Wednesday, May 15, 2024

Microsoft’s new custom chips to power AI workloads on Azure

Microsoft has unveiled two custom-designed chips and integrated systems: the Microsoft Azure Maia AI Accelerator, optimized for artificial intelligence (AI) tasks and generative AI, and the Microsoft Azure Cobalt CPU, an Arm-based processor tailored to run general-purpose compute workloads on the Microsoft Cloud.

The introduction of two new chips represents Microsoft’s first foray into semiconductors. This move follows in the footsteps of Microsoft’s public cloud rivals, namely Amazon’s AWS and Google Cloud, who run their own chips in their data centers alongside those provided by vendors such as Nvidia.

The new chips are both designed on Arm architecture, which is increasingly being deployed in cloud data centers as a more energy-efficient and cost-effective alternative to semiconductors built using Intel’s x86 process. Microsoft claims that Cobolt will offer a 40% performance boost over the existing Arm-based CPUs on Azure, which it launched last year in partnership with Ampere Computing.

The chips will start to roll out early next year to Microsoft’s data centers, initially powering the company’s services such as Microsoft Copilot or Azure OpenAI Service.

The company’s new Maia 100 AI Accelerator will power some of the largest internal AI workloads running on Microsoft Azure, such as the Microsoft Copilot AI assistant and the Azure OpenAI Service.

The Microsoft Azure Maia 100 AI Accelerator.
The Microsoft Azure Maia 100 AI Accelerator. Credit: Microsoft

The Maia 100 AI Accelerator was also designed specifically for the Azure hardware stack.
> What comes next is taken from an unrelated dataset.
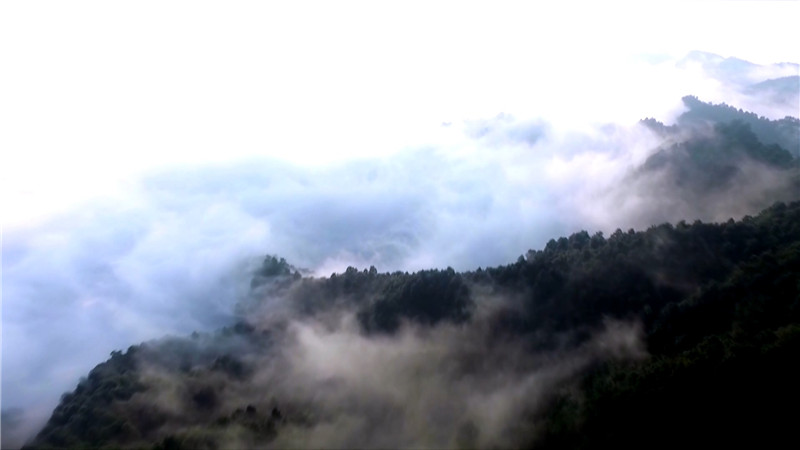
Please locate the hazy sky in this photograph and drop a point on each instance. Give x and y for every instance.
(150, 150)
The alignment of chip design with the larger AI infrastructure designed with Microsoft’s workloads in mind – can yield huge gains in performance and efficiency, said Brian Harry, a Microsoft technical fellow leading the Azure Maia team.

“Azure Maia was specifically designed for AI and for achieving the absolute maximum utilization of the hardware,” he said.

Meanwhile, the Cobalt 100 CPU is built on Arm architecture, a type of energy-efficient chip design, and optimized to deliver greater efficiency and performance in cloud-native offerings. Choosing Arm technology was a key element in Microsoft’s sustainability goal. It aims to optimize “performance per watt” throughout its data centers, which essentially means getting more computing power for each unit of energy consumed.

“The architecture and implementation are designed with power efficiency in mind,” Harry said. “We’re making the most efficient use of the transistors on the silicon. Multiply those efficiency gains in servers across all our data centers; it adds up to a pretty big number.”

The Microsoft Azure Cobalt 100 CPU.
The Microsoft Azure Cobalt 100 CPU. Credit: Microsoft

Microsoft has introduced a new silicon architecture that enables the company to improve cooling efficiency, optimize the use of its current data center assets, and maximize server capacity within its existing footprint.

The unique requirements of the Maia 100 server boards necessitated the creation of new, wider racks to accommodate them. These expanded racks provide enough space for both power and networking cables, which are essential for the demands of AI workloads.

The high-performance chips used for AI tasks require intensive computational demands, which consume more power than traditional air-cooling methods can handle. As a result, liquid cooling has emerged as the preferred solution to these thermal challenges, using circulating fluids to dissipate heat and ensure efficient functioning without overheating.

A custom-built rack for the Maia 100 AI Accelerator and its “sidekick” inside a thermal chamber at a Microsoft lab in Redmond, Washington.
A custom-built rack for the Maia 100 AI Accelerator and its “sidekick” inside a thermal chamber at a Microsoft lab in Redmond, Washington. Credit: John Brecher for Microsoft.

However, Microsoft’s current data centers weren’t designed for large liquid chillers. To address this, the company developed a “sidekick” that sits next to the Maia 100 rack. These sidekicks function similarly to radiators in cars, with cold liquid flowing from them to cold plates attached to the surface of the Maia 100 chips. Each plate has channels through which liquid is circulated to absorb and transport heat, which then flows back to the sidekick to remove heat from the liquid and send it back to the rack to continue absorbing more heat.

The tandem design of rack and sidekick underscores the value of a systems approach to infrastructure, said Wes McCullough, corporate vice president of hardware product development. By controlling every facet, Microsoft can orchestrate a harmonious interplay between each component, ensuring that the whole is indeed greater than the sum of its parts in reducing environmental impact.

“Microsoft is building the infrastructure to support AI innovation, and we are reimagining every aspect of our data centers to meet the needs of our customers,” said Scott Guthrie, executive vice president of Microsoft’s Cloud + AI Group. “At the scale we operate, it’s important for us to optimize and integrate every layer of the infrastructure stack to maximize performance, diversify our supply chain, and give customers infrastructure choice.”